Kevin Gao created AIRFLOW-648:
---------------------------------

             Summary: Using the LatestOnlyOperator results in tasks being reenqueued many times over
                 Key: AIRFLOW-648
                 URL: https://issues.apache.org/jira/browse/AIRFLOW-648
             Project: Apache Airflow
          Issue Type: Bug
          Components: operators, scheduler
    Affects Versions: Airflow 1.8
         Environment: Linux 3.2.0-109-virtual #150-Ubuntu SMP x86_64
Python Version: 2.7.3
Airflow Version: 1.7.1.3 with plugin to bring in LatestOnlyOperator
CeleryExecutor with Redis as a backend
Airflow Config (subset):
{code}
[core]
executor = CeleryExecutor
parallelism = 32
dag_concurrency = 16
dags_are_paused_at_creation = False
max_active_runs_per_dag = 16

[scheduler]
job_heartbeat_sec = 5
scheduler_heartbeat_sec = 5
{code}
            Reporter: Kevin Gao


We ported over a number of our cronjobs to run using Airflow. To achieve the desired behavior, we use the {{LatestOnlyOperator}} that was merged to master by pull request 1752: https://github.com/apache/incubator-airflow/pull/1752.

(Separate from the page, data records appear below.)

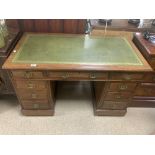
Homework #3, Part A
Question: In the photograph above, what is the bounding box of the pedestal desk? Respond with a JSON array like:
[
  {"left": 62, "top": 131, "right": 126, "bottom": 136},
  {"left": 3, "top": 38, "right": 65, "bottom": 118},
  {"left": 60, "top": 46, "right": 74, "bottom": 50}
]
[
  {"left": 131, "top": 33, "right": 155, "bottom": 107},
  {"left": 3, "top": 33, "right": 152, "bottom": 116}
]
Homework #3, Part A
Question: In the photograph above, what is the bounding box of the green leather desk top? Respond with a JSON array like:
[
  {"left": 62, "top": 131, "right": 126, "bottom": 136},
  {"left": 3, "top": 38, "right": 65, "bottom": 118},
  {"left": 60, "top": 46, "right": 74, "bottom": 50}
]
[{"left": 12, "top": 34, "right": 143, "bottom": 65}]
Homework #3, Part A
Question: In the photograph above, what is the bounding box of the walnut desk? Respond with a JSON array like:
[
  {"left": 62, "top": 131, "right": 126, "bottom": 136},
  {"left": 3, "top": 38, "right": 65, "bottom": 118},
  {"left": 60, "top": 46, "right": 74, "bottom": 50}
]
[{"left": 3, "top": 33, "right": 152, "bottom": 116}]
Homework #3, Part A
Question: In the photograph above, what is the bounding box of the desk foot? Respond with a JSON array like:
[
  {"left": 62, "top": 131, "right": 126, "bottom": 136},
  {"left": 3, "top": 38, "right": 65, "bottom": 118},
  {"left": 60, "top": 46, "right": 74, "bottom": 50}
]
[
  {"left": 93, "top": 101, "right": 127, "bottom": 116},
  {"left": 21, "top": 109, "right": 54, "bottom": 116}
]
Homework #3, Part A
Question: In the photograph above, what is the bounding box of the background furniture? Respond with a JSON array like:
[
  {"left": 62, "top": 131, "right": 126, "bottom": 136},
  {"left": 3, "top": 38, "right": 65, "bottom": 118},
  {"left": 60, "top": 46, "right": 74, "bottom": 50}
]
[
  {"left": 0, "top": 29, "right": 20, "bottom": 95},
  {"left": 89, "top": 19, "right": 155, "bottom": 32},
  {"left": 131, "top": 33, "right": 155, "bottom": 107}
]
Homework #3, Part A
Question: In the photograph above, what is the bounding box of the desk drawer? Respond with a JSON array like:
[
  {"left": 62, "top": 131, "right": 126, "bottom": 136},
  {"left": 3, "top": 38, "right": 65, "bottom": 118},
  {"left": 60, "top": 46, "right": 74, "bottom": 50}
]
[
  {"left": 14, "top": 80, "right": 47, "bottom": 90},
  {"left": 21, "top": 100, "right": 52, "bottom": 110},
  {"left": 12, "top": 71, "right": 44, "bottom": 79},
  {"left": 48, "top": 72, "right": 108, "bottom": 80},
  {"left": 110, "top": 73, "right": 144, "bottom": 81},
  {"left": 145, "top": 73, "right": 155, "bottom": 82},
  {"left": 104, "top": 92, "right": 132, "bottom": 101},
  {"left": 108, "top": 82, "right": 136, "bottom": 91},
  {"left": 98, "top": 101, "right": 128, "bottom": 110},
  {"left": 134, "top": 83, "right": 155, "bottom": 97},
  {"left": 17, "top": 89, "right": 48, "bottom": 100}
]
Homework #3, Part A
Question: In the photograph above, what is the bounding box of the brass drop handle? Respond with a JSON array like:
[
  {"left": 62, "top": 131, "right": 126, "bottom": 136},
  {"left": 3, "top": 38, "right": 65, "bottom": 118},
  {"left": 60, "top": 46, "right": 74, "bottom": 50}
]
[
  {"left": 115, "top": 95, "right": 121, "bottom": 99},
  {"left": 31, "top": 93, "right": 37, "bottom": 99},
  {"left": 124, "top": 75, "right": 131, "bottom": 80},
  {"left": 33, "top": 103, "right": 39, "bottom": 109},
  {"left": 25, "top": 72, "right": 32, "bottom": 78},
  {"left": 119, "top": 84, "right": 128, "bottom": 90},
  {"left": 0, "top": 79, "right": 2, "bottom": 85},
  {"left": 27, "top": 83, "right": 34, "bottom": 89},
  {"left": 90, "top": 74, "right": 96, "bottom": 79},
  {"left": 62, "top": 73, "right": 69, "bottom": 79}
]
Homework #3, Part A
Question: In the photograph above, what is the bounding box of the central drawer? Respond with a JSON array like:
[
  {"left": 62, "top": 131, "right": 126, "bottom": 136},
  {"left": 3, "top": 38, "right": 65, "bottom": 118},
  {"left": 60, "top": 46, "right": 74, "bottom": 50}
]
[
  {"left": 48, "top": 71, "right": 108, "bottom": 80},
  {"left": 104, "top": 92, "right": 132, "bottom": 101},
  {"left": 108, "top": 82, "right": 136, "bottom": 91},
  {"left": 12, "top": 71, "right": 44, "bottom": 79},
  {"left": 18, "top": 89, "right": 48, "bottom": 100},
  {"left": 21, "top": 100, "right": 52, "bottom": 110},
  {"left": 110, "top": 73, "right": 144, "bottom": 81},
  {"left": 98, "top": 101, "right": 128, "bottom": 110},
  {"left": 14, "top": 80, "right": 47, "bottom": 90}
]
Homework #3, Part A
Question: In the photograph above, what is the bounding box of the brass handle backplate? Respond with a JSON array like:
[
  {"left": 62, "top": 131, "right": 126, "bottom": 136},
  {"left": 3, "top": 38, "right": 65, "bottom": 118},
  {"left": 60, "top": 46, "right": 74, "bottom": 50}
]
[
  {"left": 31, "top": 94, "right": 37, "bottom": 99},
  {"left": 119, "top": 84, "right": 128, "bottom": 90},
  {"left": 89, "top": 74, "right": 96, "bottom": 79},
  {"left": 115, "top": 95, "right": 121, "bottom": 99},
  {"left": 62, "top": 73, "right": 69, "bottom": 79},
  {"left": 124, "top": 75, "right": 131, "bottom": 80},
  {"left": 27, "top": 83, "right": 34, "bottom": 89},
  {"left": 24, "top": 72, "right": 33, "bottom": 78},
  {"left": 33, "top": 103, "right": 39, "bottom": 109}
]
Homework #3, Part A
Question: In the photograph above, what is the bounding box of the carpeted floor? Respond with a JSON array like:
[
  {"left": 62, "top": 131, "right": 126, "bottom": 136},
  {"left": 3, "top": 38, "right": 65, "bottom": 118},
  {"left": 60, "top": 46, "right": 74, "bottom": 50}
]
[{"left": 0, "top": 82, "right": 155, "bottom": 134}]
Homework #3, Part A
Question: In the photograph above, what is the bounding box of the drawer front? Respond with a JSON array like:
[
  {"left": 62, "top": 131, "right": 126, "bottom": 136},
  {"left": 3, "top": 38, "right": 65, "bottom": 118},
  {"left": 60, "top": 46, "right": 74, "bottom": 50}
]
[
  {"left": 12, "top": 71, "right": 44, "bottom": 79},
  {"left": 18, "top": 89, "right": 48, "bottom": 100},
  {"left": 134, "top": 83, "right": 155, "bottom": 97},
  {"left": 15, "top": 80, "right": 47, "bottom": 90},
  {"left": 98, "top": 101, "right": 128, "bottom": 109},
  {"left": 48, "top": 72, "right": 108, "bottom": 80},
  {"left": 108, "top": 82, "right": 136, "bottom": 91},
  {"left": 110, "top": 73, "right": 144, "bottom": 81},
  {"left": 105, "top": 92, "right": 132, "bottom": 101},
  {"left": 21, "top": 100, "right": 52, "bottom": 110}
]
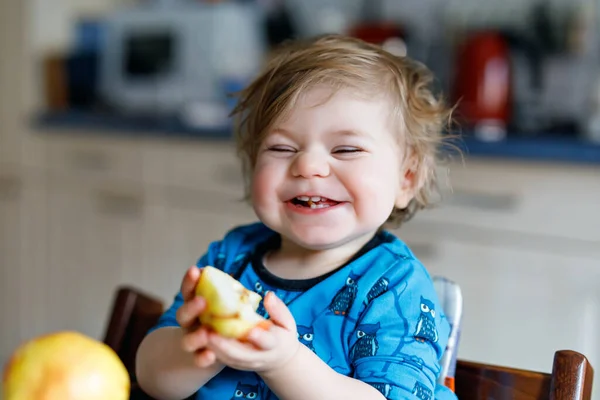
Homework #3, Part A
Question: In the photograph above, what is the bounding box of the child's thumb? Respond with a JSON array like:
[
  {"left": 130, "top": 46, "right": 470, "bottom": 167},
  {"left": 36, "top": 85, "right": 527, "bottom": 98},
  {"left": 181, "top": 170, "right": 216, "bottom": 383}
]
[{"left": 265, "top": 292, "right": 296, "bottom": 331}]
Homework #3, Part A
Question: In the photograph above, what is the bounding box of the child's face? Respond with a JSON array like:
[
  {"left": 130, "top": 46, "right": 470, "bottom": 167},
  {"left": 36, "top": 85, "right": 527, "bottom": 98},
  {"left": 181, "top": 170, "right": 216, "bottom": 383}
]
[{"left": 252, "top": 87, "right": 412, "bottom": 250}]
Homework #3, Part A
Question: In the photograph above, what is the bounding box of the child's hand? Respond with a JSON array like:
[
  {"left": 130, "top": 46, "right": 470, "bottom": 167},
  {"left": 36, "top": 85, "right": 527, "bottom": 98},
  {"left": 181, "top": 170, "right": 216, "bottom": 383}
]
[
  {"left": 176, "top": 266, "right": 216, "bottom": 368},
  {"left": 208, "top": 292, "right": 300, "bottom": 373}
]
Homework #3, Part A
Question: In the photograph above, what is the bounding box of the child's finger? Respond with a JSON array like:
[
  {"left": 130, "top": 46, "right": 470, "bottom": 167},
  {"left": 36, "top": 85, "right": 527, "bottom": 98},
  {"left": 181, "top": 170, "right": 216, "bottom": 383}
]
[
  {"left": 175, "top": 296, "right": 206, "bottom": 328},
  {"left": 264, "top": 292, "right": 296, "bottom": 332},
  {"left": 181, "top": 327, "right": 208, "bottom": 353},
  {"left": 246, "top": 328, "right": 277, "bottom": 350},
  {"left": 194, "top": 349, "right": 217, "bottom": 368},
  {"left": 181, "top": 265, "right": 200, "bottom": 300}
]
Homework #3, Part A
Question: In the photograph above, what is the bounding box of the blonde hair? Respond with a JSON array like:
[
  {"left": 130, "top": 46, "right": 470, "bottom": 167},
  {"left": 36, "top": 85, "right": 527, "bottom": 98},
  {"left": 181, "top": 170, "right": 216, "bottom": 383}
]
[{"left": 232, "top": 35, "right": 458, "bottom": 227}]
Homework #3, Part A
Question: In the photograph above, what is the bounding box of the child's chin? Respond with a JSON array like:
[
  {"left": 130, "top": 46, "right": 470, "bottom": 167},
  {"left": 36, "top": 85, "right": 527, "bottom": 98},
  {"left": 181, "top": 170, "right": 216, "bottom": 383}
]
[{"left": 290, "top": 229, "right": 347, "bottom": 250}]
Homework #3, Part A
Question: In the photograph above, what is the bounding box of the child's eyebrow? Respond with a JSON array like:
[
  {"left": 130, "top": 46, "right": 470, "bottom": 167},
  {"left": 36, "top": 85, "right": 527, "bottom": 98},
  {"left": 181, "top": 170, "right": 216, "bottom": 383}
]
[{"left": 333, "top": 129, "right": 373, "bottom": 139}]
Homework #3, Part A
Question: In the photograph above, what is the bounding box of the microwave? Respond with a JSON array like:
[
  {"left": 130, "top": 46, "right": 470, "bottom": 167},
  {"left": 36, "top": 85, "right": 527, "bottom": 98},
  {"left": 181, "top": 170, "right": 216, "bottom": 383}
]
[{"left": 99, "top": 2, "right": 267, "bottom": 126}]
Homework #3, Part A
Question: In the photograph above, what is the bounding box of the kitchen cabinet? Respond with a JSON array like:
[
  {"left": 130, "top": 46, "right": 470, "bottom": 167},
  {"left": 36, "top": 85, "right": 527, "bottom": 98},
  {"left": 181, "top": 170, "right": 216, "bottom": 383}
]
[
  {"left": 0, "top": 167, "right": 48, "bottom": 362},
  {"left": 410, "top": 238, "right": 600, "bottom": 378},
  {"left": 419, "top": 158, "right": 600, "bottom": 243}
]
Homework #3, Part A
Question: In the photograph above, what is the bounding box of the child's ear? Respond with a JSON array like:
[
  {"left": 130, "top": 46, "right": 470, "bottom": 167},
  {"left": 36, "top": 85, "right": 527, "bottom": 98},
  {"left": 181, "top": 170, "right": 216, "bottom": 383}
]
[
  {"left": 395, "top": 156, "right": 418, "bottom": 209},
  {"left": 395, "top": 169, "right": 416, "bottom": 209}
]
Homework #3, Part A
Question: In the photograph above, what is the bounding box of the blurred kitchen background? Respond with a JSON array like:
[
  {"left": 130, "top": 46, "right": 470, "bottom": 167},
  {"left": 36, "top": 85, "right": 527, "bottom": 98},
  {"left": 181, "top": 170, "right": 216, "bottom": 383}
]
[{"left": 0, "top": 0, "right": 600, "bottom": 398}]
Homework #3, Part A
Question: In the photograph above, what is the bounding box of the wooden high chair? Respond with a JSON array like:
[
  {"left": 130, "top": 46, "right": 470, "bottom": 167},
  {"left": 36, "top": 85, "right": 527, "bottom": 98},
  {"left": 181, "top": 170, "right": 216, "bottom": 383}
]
[
  {"left": 105, "top": 287, "right": 594, "bottom": 400},
  {"left": 456, "top": 350, "right": 594, "bottom": 400}
]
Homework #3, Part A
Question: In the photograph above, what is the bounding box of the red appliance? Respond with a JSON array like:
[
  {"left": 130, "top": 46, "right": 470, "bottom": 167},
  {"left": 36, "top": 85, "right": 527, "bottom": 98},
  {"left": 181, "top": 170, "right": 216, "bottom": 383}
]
[{"left": 453, "top": 31, "right": 511, "bottom": 134}]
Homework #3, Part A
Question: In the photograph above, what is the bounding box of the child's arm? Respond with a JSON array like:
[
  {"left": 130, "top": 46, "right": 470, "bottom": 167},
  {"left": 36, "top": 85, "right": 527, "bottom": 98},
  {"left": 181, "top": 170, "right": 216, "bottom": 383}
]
[
  {"left": 259, "top": 346, "right": 385, "bottom": 400},
  {"left": 136, "top": 327, "right": 224, "bottom": 400},
  {"left": 136, "top": 267, "right": 225, "bottom": 400},
  {"left": 208, "top": 292, "right": 385, "bottom": 400}
]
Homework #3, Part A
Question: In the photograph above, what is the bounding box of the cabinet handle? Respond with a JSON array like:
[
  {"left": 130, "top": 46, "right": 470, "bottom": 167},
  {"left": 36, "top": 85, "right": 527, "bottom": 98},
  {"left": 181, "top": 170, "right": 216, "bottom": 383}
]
[
  {"left": 447, "top": 189, "right": 519, "bottom": 212},
  {"left": 0, "top": 176, "right": 21, "bottom": 201},
  {"left": 96, "top": 191, "right": 144, "bottom": 217},
  {"left": 406, "top": 243, "right": 437, "bottom": 259},
  {"left": 68, "top": 150, "right": 110, "bottom": 172}
]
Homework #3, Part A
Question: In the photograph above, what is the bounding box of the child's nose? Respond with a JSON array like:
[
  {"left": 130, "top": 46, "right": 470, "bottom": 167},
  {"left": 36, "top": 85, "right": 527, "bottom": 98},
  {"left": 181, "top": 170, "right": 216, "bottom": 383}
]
[{"left": 291, "top": 151, "right": 330, "bottom": 178}]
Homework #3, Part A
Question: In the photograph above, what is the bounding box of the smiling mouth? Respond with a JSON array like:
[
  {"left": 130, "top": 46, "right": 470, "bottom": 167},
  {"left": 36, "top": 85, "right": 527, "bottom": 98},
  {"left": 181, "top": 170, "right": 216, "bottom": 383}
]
[{"left": 290, "top": 196, "right": 340, "bottom": 210}]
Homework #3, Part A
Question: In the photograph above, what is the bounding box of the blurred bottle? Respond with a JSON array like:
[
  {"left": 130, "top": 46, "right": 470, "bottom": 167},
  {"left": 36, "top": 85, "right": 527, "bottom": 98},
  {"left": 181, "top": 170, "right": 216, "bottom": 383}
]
[{"left": 453, "top": 31, "right": 511, "bottom": 141}]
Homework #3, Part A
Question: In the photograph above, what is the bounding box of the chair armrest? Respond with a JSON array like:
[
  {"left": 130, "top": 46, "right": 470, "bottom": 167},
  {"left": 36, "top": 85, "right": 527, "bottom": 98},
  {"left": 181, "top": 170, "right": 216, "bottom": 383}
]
[{"left": 129, "top": 382, "right": 196, "bottom": 400}]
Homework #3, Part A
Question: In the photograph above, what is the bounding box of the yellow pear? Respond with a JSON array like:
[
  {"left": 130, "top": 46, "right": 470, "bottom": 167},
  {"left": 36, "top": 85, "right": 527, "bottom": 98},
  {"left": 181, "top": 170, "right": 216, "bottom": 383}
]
[
  {"left": 3, "top": 331, "right": 131, "bottom": 400},
  {"left": 196, "top": 266, "right": 271, "bottom": 339}
]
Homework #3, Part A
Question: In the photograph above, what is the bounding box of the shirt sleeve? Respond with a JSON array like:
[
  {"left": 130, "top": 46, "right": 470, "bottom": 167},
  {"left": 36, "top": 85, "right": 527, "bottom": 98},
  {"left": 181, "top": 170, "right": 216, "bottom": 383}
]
[{"left": 348, "top": 260, "right": 453, "bottom": 400}]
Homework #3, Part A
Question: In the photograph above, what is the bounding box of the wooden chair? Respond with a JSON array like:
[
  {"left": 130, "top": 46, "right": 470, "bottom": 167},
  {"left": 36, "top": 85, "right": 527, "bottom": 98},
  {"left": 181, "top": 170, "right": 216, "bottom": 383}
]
[
  {"left": 104, "top": 286, "right": 164, "bottom": 382},
  {"left": 456, "top": 350, "right": 594, "bottom": 400},
  {"left": 104, "top": 287, "right": 594, "bottom": 400}
]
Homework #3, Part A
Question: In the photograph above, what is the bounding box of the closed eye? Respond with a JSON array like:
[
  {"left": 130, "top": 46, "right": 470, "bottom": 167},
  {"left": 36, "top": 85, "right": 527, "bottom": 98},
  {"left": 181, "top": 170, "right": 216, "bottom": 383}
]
[
  {"left": 333, "top": 147, "right": 363, "bottom": 154},
  {"left": 267, "top": 146, "right": 296, "bottom": 153}
]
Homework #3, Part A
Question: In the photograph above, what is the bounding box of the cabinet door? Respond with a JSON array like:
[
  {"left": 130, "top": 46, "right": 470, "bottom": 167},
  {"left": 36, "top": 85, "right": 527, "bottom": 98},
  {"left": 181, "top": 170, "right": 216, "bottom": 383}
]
[
  {"left": 0, "top": 171, "right": 47, "bottom": 362},
  {"left": 414, "top": 241, "right": 600, "bottom": 378},
  {"left": 144, "top": 191, "right": 256, "bottom": 303},
  {"left": 45, "top": 178, "right": 143, "bottom": 339}
]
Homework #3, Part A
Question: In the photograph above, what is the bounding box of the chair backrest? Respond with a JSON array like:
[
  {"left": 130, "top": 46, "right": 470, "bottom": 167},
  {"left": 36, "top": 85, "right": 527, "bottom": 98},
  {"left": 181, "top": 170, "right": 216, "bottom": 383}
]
[
  {"left": 456, "top": 350, "right": 594, "bottom": 400},
  {"left": 104, "top": 286, "right": 164, "bottom": 381},
  {"left": 433, "top": 276, "right": 463, "bottom": 390}
]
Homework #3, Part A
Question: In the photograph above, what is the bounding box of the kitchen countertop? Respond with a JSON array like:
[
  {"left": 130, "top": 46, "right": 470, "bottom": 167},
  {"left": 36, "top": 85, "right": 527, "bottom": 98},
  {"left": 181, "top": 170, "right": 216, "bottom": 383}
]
[{"left": 33, "top": 111, "right": 600, "bottom": 164}]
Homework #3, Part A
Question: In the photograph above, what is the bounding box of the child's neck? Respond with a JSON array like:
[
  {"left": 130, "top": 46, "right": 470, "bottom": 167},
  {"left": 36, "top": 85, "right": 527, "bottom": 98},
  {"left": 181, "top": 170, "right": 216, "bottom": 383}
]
[{"left": 263, "top": 233, "right": 373, "bottom": 279}]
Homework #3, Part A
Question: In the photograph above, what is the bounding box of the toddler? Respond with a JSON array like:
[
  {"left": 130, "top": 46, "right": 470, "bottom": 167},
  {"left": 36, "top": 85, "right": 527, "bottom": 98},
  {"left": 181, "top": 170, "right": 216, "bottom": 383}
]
[{"left": 136, "top": 35, "right": 455, "bottom": 400}]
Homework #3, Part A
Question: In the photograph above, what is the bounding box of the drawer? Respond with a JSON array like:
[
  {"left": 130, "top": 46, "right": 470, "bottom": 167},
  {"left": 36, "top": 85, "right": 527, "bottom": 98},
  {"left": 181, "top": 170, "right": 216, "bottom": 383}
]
[
  {"left": 415, "top": 160, "right": 600, "bottom": 242},
  {"left": 144, "top": 140, "right": 244, "bottom": 199},
  {"left": 46, "top": 134, "right": 142, "bottom": 181}
]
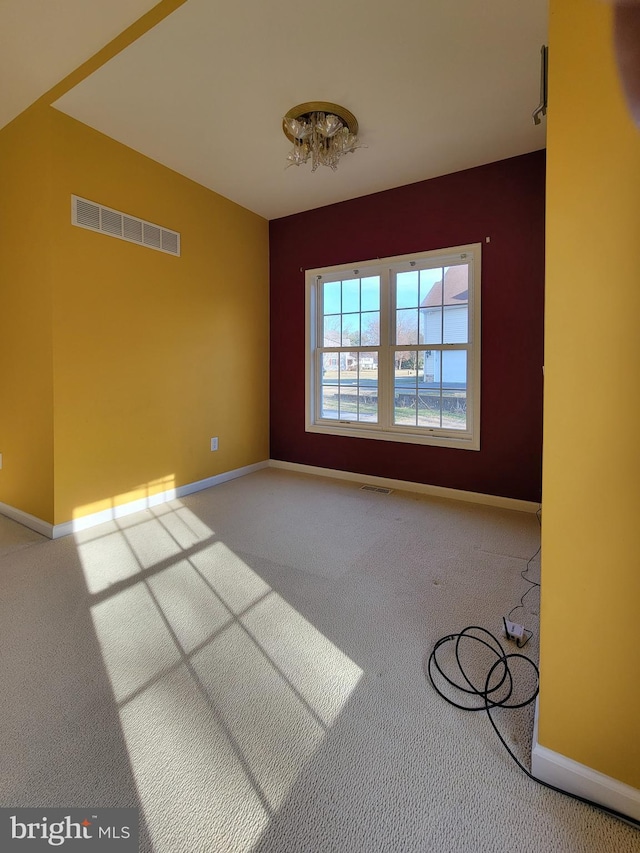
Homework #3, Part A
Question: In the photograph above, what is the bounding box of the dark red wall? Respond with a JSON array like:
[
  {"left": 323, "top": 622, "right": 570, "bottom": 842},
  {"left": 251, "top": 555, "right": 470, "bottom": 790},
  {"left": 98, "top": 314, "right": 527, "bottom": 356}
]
[{"left": 270, "top": 151, "right": 545, "bottom": 501}]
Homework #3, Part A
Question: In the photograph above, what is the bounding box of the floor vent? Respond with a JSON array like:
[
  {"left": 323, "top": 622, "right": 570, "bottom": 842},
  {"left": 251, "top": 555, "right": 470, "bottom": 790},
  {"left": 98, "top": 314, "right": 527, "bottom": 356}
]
[{"left": 71, "top": 195, "right": 180, "bottom": 257}]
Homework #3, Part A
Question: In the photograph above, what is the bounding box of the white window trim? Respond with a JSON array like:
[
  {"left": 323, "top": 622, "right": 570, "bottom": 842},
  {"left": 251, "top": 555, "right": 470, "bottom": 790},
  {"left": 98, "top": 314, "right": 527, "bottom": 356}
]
[{"left": 305, "top": 243, "right": 482, "bottom": 450}]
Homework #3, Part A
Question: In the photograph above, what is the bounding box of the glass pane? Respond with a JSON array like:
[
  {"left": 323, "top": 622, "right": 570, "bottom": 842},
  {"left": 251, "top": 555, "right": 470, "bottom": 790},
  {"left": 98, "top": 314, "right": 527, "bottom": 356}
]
[
  {"left": 358, "top": 352, "right": 378, "bottom": 423},
  {"left": 360, "top": 311, "right": 380, "bottom": 346},
  {"left": 442, "top": 350, "right": 467, "bottom": 429},
  {"left": 396, "top": 308, "right": 421, "bottom": 344},
  {"left": 420, "top": 267, "right": 444, "bottom": 305},
  {"left": 393, "top": 350, "right": 419, "bottom": 426},
  {"left": 322, "top": 314, "right": 342, "bottom": 347},
  {"left": 342, "top": 278, "right": 360, "bottom": 313},
  {"left": 360, "top": 275, "right": 380, "bottom": 311},
  {"left": 322, "top": 281, "right": 340, "bottom": 314},
  {"left": 396, "top": 270, "right": 419, "bottom": 308},
  {"left": 443, "top": 264, "right": 469, "bottom": 344},
  {"left": 320, "top": 352, "right": 340, "bottom": 418},
  {"left": 420, "top": 269, "right": 442, "bottom": 344},
  {"left": 338, "top": 352, "right": 358, "bottom": 421},
  {"left": 341, "top": 314, "right": 360, "bottom": 347}
]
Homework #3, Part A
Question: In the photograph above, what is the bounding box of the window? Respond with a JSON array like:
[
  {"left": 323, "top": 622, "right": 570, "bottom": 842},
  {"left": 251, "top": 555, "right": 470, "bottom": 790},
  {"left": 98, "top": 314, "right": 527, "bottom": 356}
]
[{"left": 306, "top": 243, "right": 480, "bottom": 450}]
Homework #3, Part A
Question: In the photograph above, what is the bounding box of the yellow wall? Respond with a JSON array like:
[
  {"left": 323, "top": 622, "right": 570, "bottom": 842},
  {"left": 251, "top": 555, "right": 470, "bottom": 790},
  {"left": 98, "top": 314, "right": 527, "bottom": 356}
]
[
  {"left": 49, "top": 108, "right": 268, "bottom": 523},
  {"left": 0, "top": 0, "right": 269, "bottom": 524},
  {"left": 0, "top": 106, "right": 53, "bottom": 522},
  {"left": 0, "top": 103, "right": 269, "bottom": 524},
  {"left": 539, "top": 0, "right": 640, "bottom": 788}
]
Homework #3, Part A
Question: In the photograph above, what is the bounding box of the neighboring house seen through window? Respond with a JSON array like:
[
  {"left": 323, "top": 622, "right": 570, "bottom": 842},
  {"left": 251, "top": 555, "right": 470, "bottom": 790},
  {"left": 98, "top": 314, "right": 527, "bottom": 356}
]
[{"left": 306, "top": 243, "right": 480, "bottom": 450}]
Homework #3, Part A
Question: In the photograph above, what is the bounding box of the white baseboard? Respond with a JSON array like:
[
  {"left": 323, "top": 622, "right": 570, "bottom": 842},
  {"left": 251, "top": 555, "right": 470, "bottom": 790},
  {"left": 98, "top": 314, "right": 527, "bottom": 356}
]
[
  {"left": 0, "top": 503, "right": 53, "bottom": 539},
  {"left": 0, "top": 459, "right": 540, "bottom": 539},
  {"left": 269, "top": 459, "right": 540, "bottom": 512},
  {"left": 0, "top": 460, "right": 269, "bottom": 539},
  {"left": 531, "top": 701, "right": 640, "bottom": 820}
]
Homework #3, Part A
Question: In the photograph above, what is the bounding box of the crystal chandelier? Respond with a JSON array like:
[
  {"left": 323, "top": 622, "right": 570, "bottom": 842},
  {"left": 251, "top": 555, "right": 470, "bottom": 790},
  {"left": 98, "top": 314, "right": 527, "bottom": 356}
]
[{"left": 282, "top": 101, "right": 362, "bottom": 172}]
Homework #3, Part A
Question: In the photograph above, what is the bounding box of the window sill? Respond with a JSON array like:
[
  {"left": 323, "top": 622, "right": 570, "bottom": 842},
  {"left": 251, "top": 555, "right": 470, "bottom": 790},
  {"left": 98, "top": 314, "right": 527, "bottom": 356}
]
[{"left": 305, "top": 423, "right": 480, "bottom": 450}]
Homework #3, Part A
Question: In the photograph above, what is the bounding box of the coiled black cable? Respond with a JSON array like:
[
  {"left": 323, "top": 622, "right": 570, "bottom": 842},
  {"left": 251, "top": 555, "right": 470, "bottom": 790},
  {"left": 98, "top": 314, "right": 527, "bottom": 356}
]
[{"left": 427, "top": 625, "right": 640, "bottom": 829}]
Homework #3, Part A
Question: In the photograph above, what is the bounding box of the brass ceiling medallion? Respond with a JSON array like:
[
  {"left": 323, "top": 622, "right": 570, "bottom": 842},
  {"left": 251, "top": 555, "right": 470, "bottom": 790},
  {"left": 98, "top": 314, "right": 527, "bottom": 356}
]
[{"left": 282, "top": 101, "right": 362, "bottom": 172}]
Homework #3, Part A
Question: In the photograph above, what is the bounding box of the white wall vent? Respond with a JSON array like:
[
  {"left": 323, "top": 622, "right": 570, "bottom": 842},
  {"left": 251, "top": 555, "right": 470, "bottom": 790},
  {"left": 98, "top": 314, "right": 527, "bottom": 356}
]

When we moved over our cronjobs, we migrated many at a time (using ansible). These DAGs had a start date going back a few days.

The first thing I noticed is that it seemed to take a long time to process the backfilled DAGs. They were being processed correctly, in the sense that the {{'latest_only'}} operator was being completely successfully, and the downstream {{BashOperator}} was marked as skipped. It also appeared that the DAG run completed successfully in the tree view. However, when I searched the DAG runs for {{state contains running}}, I saw that they were present.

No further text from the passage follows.